Page 609 - Sustainable Cities and Communities Design Handbook
P. 609

576  Sustainable Cities and Communities Design Handbook


               The basic concern is to meet the middle class and growing business
            demands for energy but without further polluting the environment. In fact, the
            current Five-Year program provides trillions of US dollars for renewable
            energy and systems that will stem the use of fossil fuels and provide large
            renewable energy systems. Now with the aftermath of the Japanese earthquake
            and tsunami in Fukushima, the question of continued nuclear power plants is
            being reviewed and will be adjusted significantly.

            Private and Public Sector Intergenerational Responsibility
            The Chinese economic model raises other societal questions, which range
            from their control on birth (only one child per couple) to generational concerns
            for the older retiring workers and what to do about them. Where will these
            people live? How will they be supported? And can the nation grow with an
            aging population? The middle class in China, for example as defined by
            international economic standards, is about equal to the entire population of the
            United States. The fact that Chinese couples have decided over the last two to
            three decades to not keep female children because the parents want male on
            whom they can depend upon will be changing. With that there will be a
            significant change in global adoption of female Chinese babies as well as a
            different approach to China’s economic and social development.
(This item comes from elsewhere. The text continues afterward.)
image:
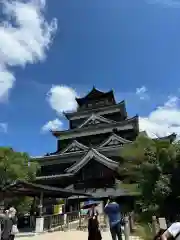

            Political Economy of Income and Wealth Distribution

            In addition to the aforementioned facts, the issues about how the global
            income and wealth distribution are changing focus on political and policy
            concerns around the world. The United States is not the only nation seeing a
            wider gap between the rich and the working class, while losing its middle
            class. The rise of the middle class in China is significant but not unusual there
            and with other “developing” nations. What is significant can be seen in the
            next economics in terms of how people have financial resources for their daily
            lives, future, and plans for retirement. The United States and other developed
            nations are facing the future now for “baby boomers” where many of them,
            born after World War II, cannot afford to retire at 65 years of age as they had
            expected. Instead, this generation, who will also be the largest consumers of
            government services from medical care to social security, must work beyond
            the age of 65 into their 70s. The political economics of this massive trans-
            formation in the United States and other developed nations projects into the
            issues that the developing nations may soon face as well.

            Human Capability and Economic Development
            Above all, the next economics is concerned with people. As described with the
            concept of social capitalism, concern for people, the environment, and future
            generations must be foremost in any economic paradigm.